Shares of Expedia.com (EXPE) hit a new 52-week high of $69.76 on Dec 31, eventually closing at $69.66.
The closing share price represents a moderate one-year return of 10.1%. The average trading volume for the last three months aggregated 2,856K shares. Expedia, which currently carries a Zacks Rank #3 (Hold), has a market cap of $9.08 billion with long-term earnings growth expectations of 13.0%.
Growth in the online travel booking industry, the ongoing successful transition of TripAdvisor to the metasearch model, product enhancements, international expansion and better-than-expected third-quarter results are some of the catalysts driving the stock.

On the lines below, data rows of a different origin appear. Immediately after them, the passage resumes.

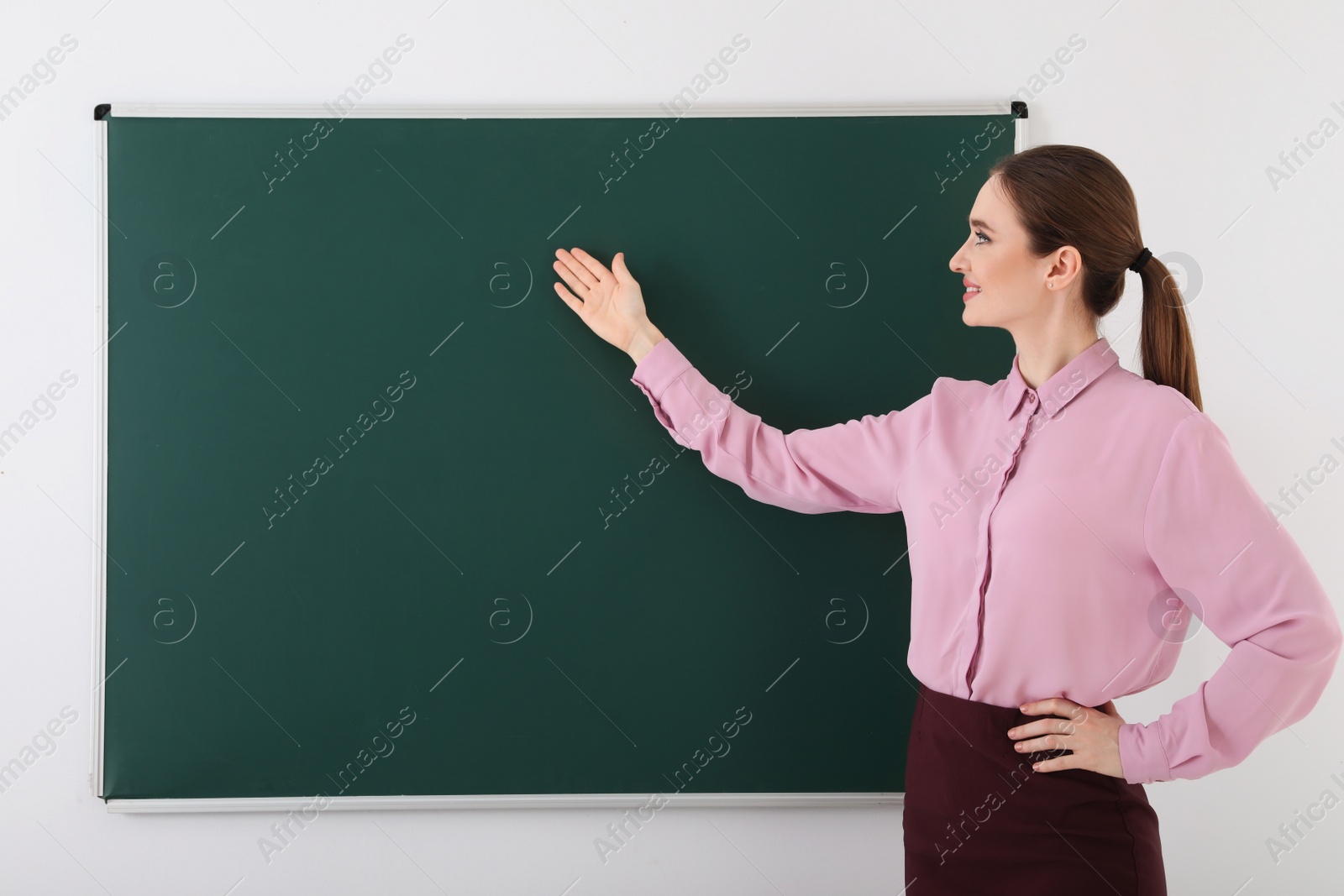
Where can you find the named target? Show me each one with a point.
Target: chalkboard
(382, 519)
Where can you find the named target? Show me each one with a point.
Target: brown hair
(1074, 196)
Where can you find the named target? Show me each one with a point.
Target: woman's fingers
(580, 288)
(593, 265)
(577, 268)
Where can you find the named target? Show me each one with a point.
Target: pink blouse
(1126, 508)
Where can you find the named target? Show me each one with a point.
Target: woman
(1061, 521)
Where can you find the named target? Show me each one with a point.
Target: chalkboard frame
(98, 660)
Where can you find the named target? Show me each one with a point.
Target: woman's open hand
(1093, 735)
(609, 301)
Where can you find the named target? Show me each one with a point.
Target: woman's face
(1005, 285)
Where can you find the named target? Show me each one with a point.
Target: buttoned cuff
(659, 369)
(1142, 757)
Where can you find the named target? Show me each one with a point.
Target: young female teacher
(1061, 521)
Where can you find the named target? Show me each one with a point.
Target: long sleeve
(848, 466)
(1210, 535)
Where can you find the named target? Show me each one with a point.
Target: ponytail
(1074, 196)
(1166, 345)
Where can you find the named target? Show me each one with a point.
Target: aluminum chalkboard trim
(100, 492)
(699, 110)
(506, 801)
(98, 660)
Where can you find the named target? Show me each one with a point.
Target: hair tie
(1142, 259)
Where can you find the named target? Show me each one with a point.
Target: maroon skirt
(978, 817)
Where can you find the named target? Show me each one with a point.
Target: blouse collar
(1061, 389)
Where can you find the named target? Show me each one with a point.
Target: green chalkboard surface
(383, 517)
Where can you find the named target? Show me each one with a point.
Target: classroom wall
(1205, 107)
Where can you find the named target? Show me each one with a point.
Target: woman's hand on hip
(609, 301)
(1093, 735)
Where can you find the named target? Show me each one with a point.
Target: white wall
(1193, 101)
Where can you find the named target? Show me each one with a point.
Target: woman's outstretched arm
(848, 466)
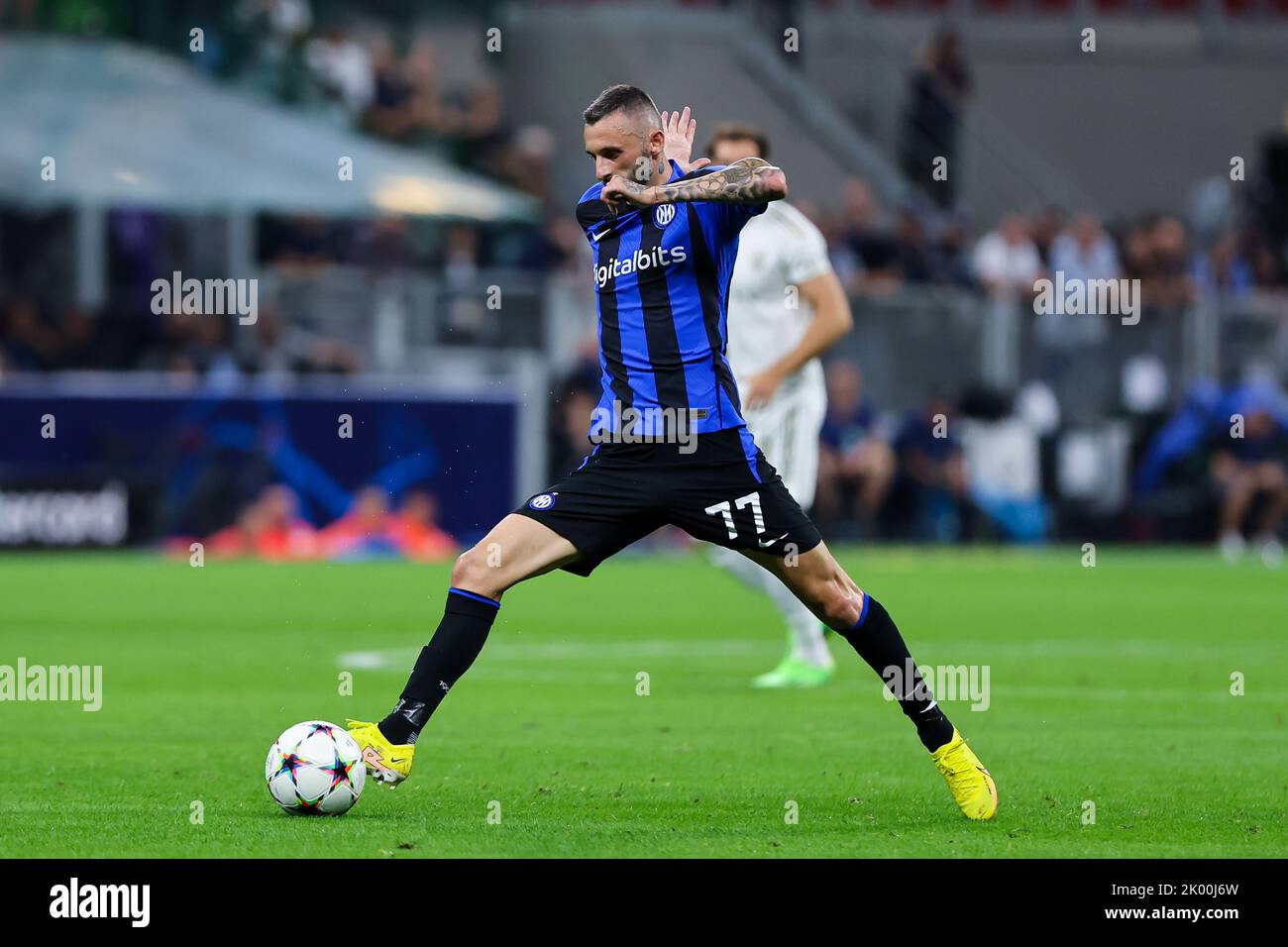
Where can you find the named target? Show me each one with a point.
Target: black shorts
(722, 491)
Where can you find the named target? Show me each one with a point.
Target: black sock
(879, 643)
(449, 655)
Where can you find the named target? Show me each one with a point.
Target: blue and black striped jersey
(662, 281)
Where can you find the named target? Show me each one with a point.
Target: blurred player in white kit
(786, 308)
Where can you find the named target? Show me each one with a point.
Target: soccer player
(671, 442)
(786, 308)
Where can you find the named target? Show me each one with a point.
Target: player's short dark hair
(738, 132)
(622, 98)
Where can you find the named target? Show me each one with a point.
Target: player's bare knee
(472, 573)
(840, 607)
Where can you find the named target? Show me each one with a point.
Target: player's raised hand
(679, 129)
(619, 193)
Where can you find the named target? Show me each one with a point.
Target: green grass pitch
(1108, 685)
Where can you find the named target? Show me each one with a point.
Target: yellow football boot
(971, 785)
(385, 762)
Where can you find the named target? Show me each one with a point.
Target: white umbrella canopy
(132, 128)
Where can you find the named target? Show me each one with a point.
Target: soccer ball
(316, 768)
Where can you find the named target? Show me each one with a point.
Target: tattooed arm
(750, 180)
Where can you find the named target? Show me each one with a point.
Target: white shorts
(787, 431)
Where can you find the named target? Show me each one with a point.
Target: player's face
(733, 150)
(619, 146)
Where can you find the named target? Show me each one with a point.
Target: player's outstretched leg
(515, 549)
(819, 581)
(807, 663)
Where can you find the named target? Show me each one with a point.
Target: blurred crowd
(270, 527)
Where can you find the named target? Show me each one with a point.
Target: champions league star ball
(316, 768)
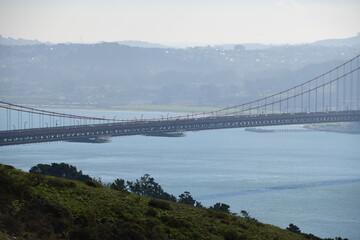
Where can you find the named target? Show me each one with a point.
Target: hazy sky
(180, 22)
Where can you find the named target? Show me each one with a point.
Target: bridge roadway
(149, 127)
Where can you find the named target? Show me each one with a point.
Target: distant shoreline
(134, 108)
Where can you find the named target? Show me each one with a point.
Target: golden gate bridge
(330, 97)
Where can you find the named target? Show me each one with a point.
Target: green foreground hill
(34, 206)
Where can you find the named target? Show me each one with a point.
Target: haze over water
(311, 179)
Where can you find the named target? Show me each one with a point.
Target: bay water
(310, 179)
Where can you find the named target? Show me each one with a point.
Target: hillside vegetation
(34, 206)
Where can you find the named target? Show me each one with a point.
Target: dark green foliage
(221, 207)
(233, 234)
(159, 204)
(119, 184)
(186, 198)
(39, 207)
(146, 186)
(293, 228)
(92, 183)
(198, 204)
(175, 222)
(62, 170)
(246, 215)
(336, 238)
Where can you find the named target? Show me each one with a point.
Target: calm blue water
(311, 179)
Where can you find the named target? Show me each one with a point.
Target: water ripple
(279, 188)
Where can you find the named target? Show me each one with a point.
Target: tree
(186, 198)
(221, 207)
(293, 228)
(119, 184)
(146, 186)
(246, 215)
(62, 170)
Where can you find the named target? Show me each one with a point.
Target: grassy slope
(34, 206)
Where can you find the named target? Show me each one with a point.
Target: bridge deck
(146, 127)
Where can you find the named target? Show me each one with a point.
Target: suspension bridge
(331, 97)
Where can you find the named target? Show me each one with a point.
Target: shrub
(159, 204)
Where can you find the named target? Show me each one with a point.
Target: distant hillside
(141, 44)
(18, 41)
(34, 206)
(110, 74)
(349, 42)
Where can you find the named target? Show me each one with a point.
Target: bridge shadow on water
(279, 188)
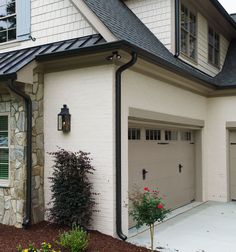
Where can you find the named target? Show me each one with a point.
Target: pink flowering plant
(147, 208)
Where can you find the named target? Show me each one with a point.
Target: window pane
(210, 53)
(11, 34)
(217, 41)
(3, 24)
(3, 36)
(167, 135)
(192, 49)
(147, 135)
(192, 24)
(3, 171)
(3, 11)
(3, 123)
(2, 2)
(4, 156)
(3, 139)
(210, 36)
(184, 41)
(11, 22)
(11, 8)
(217, 58)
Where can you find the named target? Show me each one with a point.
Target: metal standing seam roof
(13, 61)
(125, 25)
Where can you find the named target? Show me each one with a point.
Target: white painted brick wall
(89, 94)
(156, 15)
(53, 20)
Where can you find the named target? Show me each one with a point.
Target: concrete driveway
(209, 227)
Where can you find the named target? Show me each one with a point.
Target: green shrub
(72, 202)
(76, 240)
(147, 208)
(45, 247)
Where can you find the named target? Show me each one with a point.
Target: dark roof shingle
(13, 61)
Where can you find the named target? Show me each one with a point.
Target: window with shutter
(4, 148)
(7, 20)
(14, 20)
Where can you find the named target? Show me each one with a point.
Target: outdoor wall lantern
(63, 119)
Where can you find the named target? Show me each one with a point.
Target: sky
(229, 5)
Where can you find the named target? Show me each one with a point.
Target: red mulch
(10, 237)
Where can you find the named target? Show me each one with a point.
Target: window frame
(149, 135)
(213, 62)
(137, 135)
(171, 131)
(188, 32)
(7, 30)
(5, 182)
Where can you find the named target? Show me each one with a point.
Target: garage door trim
(151, 116)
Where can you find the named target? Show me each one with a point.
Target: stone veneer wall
(13, 196)
(36, 93)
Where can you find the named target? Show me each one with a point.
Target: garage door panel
(162, 163)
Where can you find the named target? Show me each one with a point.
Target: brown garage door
(163, 158)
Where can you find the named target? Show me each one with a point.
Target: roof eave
(224, 13)
(128, 47)
(9, 76)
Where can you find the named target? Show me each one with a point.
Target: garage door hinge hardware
(180, 168)
(144, 172)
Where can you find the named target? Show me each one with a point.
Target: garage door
(232, 152)
(163, 158)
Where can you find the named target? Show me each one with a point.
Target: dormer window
(213, 47)
(7, 20)
(188, 33)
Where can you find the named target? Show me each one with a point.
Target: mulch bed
(10, 237)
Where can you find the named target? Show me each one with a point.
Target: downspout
(119, 72)
(28, 102)
(177, 33)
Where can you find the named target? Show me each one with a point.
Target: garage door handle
(144, 172)
(180, 168)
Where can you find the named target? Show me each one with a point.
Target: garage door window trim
(153, 134)
(134, 134)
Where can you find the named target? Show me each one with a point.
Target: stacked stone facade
(13, 193)
(35, 92)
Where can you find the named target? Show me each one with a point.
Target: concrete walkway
(210, 227)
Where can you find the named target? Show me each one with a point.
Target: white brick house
(150, 86)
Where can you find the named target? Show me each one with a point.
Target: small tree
(72, 202)
(147, 208)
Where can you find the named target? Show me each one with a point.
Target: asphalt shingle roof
(125, 25)
(13, 61)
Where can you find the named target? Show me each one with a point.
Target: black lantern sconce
(64, 119)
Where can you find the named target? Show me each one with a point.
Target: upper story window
(134, 134)
(171, 135)
(213, 47)
(188, 33)
(7, 20)
(4, 148)
(153, 134)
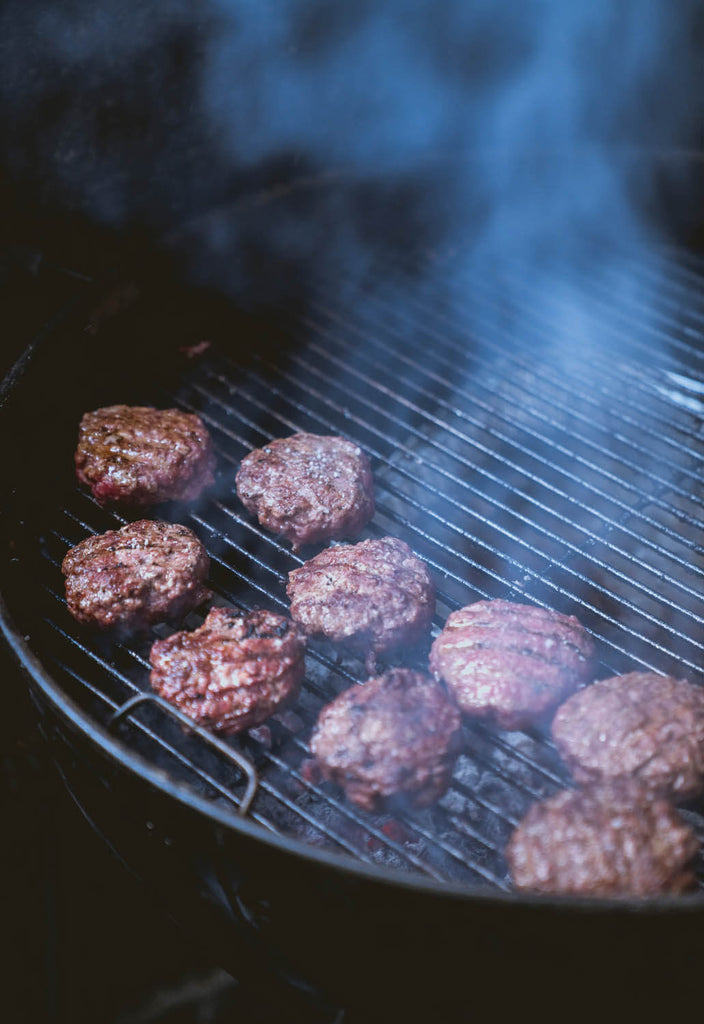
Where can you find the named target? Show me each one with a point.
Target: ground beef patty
(134, 577)
(371, 597)
(308, 488)
(398, 734)
(512, 663)
(605, 841)
(139, 456)
(641, 725)
(233, 672)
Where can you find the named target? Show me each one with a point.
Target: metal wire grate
(517, 460)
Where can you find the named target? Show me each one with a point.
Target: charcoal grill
(523, 454)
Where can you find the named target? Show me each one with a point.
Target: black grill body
(522, 462)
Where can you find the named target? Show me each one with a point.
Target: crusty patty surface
(614, 840)
(233, 672)
(139, 456)
(308, 487)
(397, 734)
(510, 663)
(371, 597)
(143, 573)
(641, 725)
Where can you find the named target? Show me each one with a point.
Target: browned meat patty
(398, 734)
(605, 841)
(308, 488)
(371, 597)
(134, 577)
(641, 725)
(512, 663)
(139, 456)
(233, 672)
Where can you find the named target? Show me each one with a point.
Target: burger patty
(139, 456)
(640, 725)
(605, 841)
(308, 487)
(134, 577)
(371, 597)
(512, 663)
(398, 734)
(233, 672)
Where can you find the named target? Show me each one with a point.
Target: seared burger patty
(512, 663)
(371, 597)
(605, 841)
(396, 734)
(139, 456)
(641, 725)
(233, 672)
(308, 487)
(134, 577)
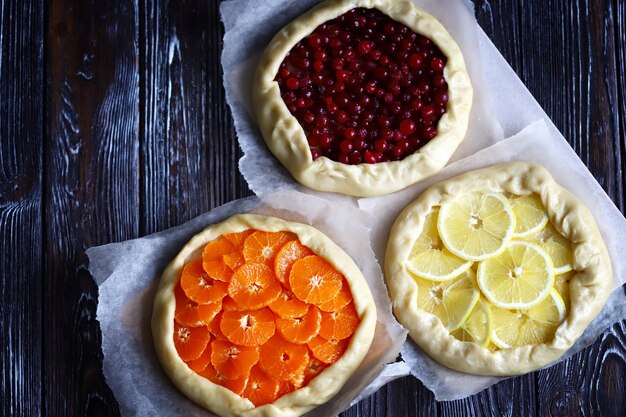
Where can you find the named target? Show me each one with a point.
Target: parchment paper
(128, 273)
(536, 143)
(250, 25)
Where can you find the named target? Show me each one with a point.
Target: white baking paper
(250, 25)
(128, 273)
(536, 143)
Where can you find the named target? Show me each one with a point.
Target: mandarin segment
(283, 359)
(253, 286)
(189, 313)
(342, 299)
(248, 328)
(199, 286)
(236, 385)
(300, 329)
(190, 342)
(287, 306)
(286, 257)
(314, 280)
(262, 247)
(339, 324)
(233, 361)
(328, 351)
(261, 389)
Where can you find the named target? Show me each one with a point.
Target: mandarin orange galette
(259, 316)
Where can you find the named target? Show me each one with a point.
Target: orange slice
(261, 389)
(238, 239)
(328, 351)
(248, 328)
(213, 259)
(314, 280)
(233, 361)
(287, 306)
(286, 257)
(189, 313)
(342, 299)
(236, 385)
(303, 329)
(198, 365)
(339, 324)
(190, 342)
(253, 286)
(283, 359)
(261, 247)
(198, 286)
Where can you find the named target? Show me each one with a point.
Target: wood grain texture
(91, 186)
(21, 138)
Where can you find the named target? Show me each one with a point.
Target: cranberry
(365, 88)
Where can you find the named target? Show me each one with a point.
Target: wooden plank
(21, 142)
(91, 186)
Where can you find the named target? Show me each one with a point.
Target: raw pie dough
(589, 288)
(287, 140)
(224, 402)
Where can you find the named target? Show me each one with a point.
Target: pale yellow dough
(589, 288)
(286, 138)
(223, 401)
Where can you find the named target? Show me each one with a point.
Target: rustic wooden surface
(113, 125)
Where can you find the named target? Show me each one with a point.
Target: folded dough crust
(223, 401)
(589, 288)
(287, 140)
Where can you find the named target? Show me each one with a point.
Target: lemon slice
(533, 326)
(450, 300)
(530, 215)
(557, 246)
(520, 277)
(476, 226)
(429, 258)
(478, 326)
(561, 285)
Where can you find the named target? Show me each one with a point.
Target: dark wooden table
(113, 125)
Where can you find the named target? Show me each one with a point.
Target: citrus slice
(530, 215)
(253, 286)
(190, 342)
(287, 306)
(189, 313)
(561, 285)
(262, 247)
(213, 259)
(314, 280)
(236, 385)
(477, 327)
(451, 301)
(520, 277)
(248, 328)
(476, 226)
(233, 361)
(199, 286)
(301, 329)
(286, 257)
(534, 326)
(339, 324)
(429, 258)
(557, 247)
(261, 389)
(327, 351)
(283, 359)
(198, 365)
(342, 299)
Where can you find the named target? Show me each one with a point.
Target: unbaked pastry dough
(224, 402)
(589, 287)
(287, 140)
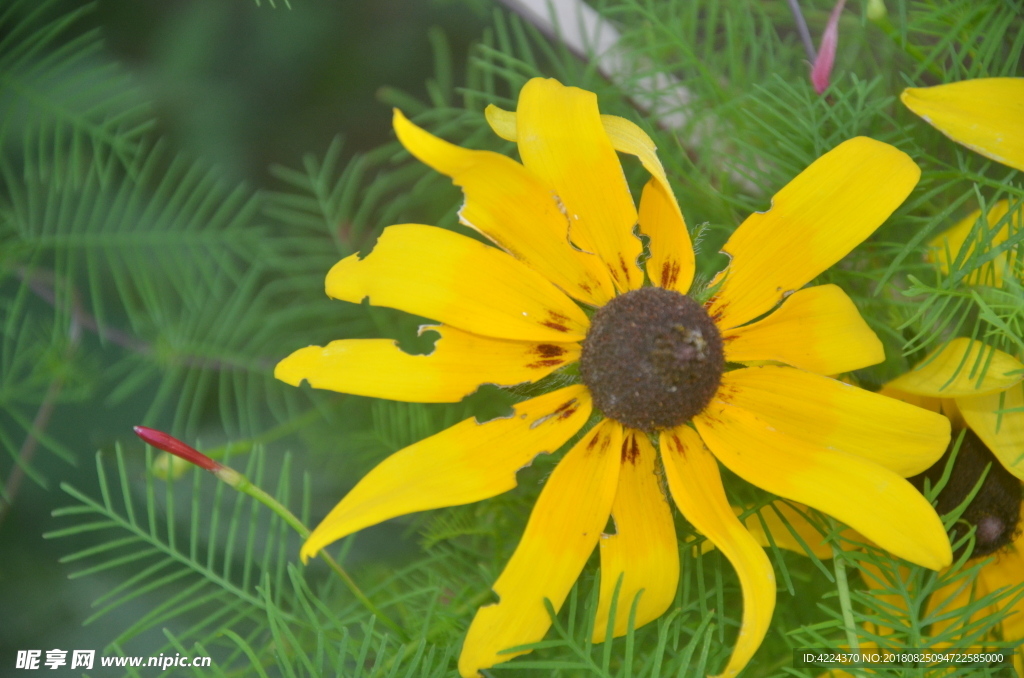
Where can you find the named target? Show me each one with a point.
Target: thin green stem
(844, 599)
(242, 483)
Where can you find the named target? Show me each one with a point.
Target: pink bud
(177, 448)
(826, 50)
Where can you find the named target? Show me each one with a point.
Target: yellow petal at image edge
(696, 488)
(833, 415)
(562, 141)
(456, 368)
(643, 549)
(463, 464)
(513, 208)
(1003, 571)
(563, 528)
(953, 370)
(872, 500)
(440, 274)
(815, 220)
(817, 329)
(672, 263)
(983, 114)
(998, 420)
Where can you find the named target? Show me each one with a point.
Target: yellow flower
(991, 411)
(977, 385)
(984, 115)
(651, 362)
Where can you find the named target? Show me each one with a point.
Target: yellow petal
(817, 329)
(563, 528)
(502, 122)
(833, 415)
(945, 248)
(672, 263)
(459, 364)
(954, 370)
(984, 115)
(814, 221)
(460, 282)
(643, 550)
(998, 420)
(509, 205)
(562, 141)
(872, 500)
(462, 464)
(1003, 573)
(696, 488)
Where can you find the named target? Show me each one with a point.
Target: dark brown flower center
(995, 509)
(652, 358)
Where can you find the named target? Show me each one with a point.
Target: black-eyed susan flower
(984, 115)
(976, 386)
(652, 362)
(947, 380)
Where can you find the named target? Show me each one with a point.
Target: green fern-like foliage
(134, 276)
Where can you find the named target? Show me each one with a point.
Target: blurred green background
(242, 87)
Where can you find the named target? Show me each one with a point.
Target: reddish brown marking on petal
(631, 450)
(556, 321)
(550, 363)
(670, 272)
(726, 392)
(717, 315)
(550, 350)
(565, 406)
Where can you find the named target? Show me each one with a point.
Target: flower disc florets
(652, 358)
(995, 509)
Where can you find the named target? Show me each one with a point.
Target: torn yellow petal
(872, 500)
(465, 463)
(814, 221)
(983, 114)
(562, 141)
(458, 365)
(832, 415)
(509, 205)
(817, 329)
(450, 278)
(502, 122)
(954, 370)
(945, 248)
(696, 488)
(643, 550)
(671, 264)
(998, 420)
(563, 528)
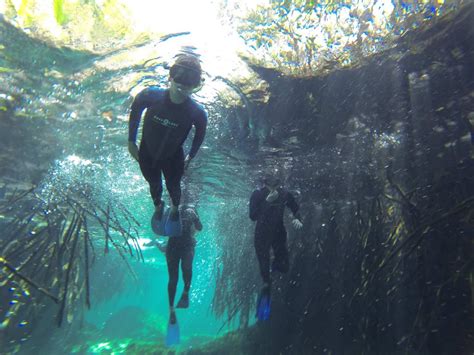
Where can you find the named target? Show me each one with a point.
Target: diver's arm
(255, 205)
(138, 106)
(200, 123)
(293, 206)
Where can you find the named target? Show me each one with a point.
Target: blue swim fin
(264, 305)
(172, 334)
(173, 225)
(157, 223)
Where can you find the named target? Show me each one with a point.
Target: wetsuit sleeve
(200, 123)
(255, 205)
(139, 104)
(293, 205)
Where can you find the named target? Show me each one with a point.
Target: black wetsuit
(181, 248)
(270, 231)
(166, 126)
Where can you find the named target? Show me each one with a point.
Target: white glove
(297, 224)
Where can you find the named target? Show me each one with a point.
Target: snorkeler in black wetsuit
(181, 249)
(170, 115)
(267, 206)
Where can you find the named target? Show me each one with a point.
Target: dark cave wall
(383, 157)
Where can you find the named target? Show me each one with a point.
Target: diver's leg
(152, 174)
(281, 261)
(172, 259)
(173, 170)
(187, 271)
(262, 249)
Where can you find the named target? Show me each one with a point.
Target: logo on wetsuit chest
(165, 122)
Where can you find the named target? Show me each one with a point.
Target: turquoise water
(369, 152)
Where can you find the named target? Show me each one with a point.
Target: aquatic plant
(304, 37)
(51, 234)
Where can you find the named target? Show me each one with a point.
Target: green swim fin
(172, 334)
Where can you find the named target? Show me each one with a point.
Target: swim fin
(172, 334)
(264, 305)
(158, 222)
(173, 225)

Expedia beat the Zacks Consensus Estimate on both lines in the third quarter of fiscal 2013. Earnings soared 124.1% sequentially and 0.3% year over year to $1.26 per share. The increase in earnings was primarily due to higher gross margins and solid expense management.
Revenues rose 16.3% sequentially and 15.4% year over year to $396.5 million. The strong growth in revenues was primarily driven by healthy growth rates across most brands including Expedia, Trivago and Hotels.com.
Also, the company’s expanding customer base helped it to report gross bookings of $10.44 billion, up 3.1% sequentially and 15.2% year over year in the recently concluded quarter.
Over the last 30 days, earnings estimates for Expedia remained unchanged for the current quarter as well as for fiscal 2013. The Zacks Consensus Estimate for fourth-quarter 2013 is pegged at 75 cents per share. Earnings estimates for 2013 and 2014 remained unchanged at $2.44 and $3.29, respectively.
Other Stocks to Consider
Other better-ranked stocks that are performing well at the current levels include Bitauto Holdings Limited (BITA), Priceline.com Inc (PCLN) and RetailMeNot, Inc. (SALE). While Bitauto Holdings and RetailMeNot sport a Zacks Rank #1 (Strong Buy), Priceline.com carries a Zacks Rank #2 (Buy).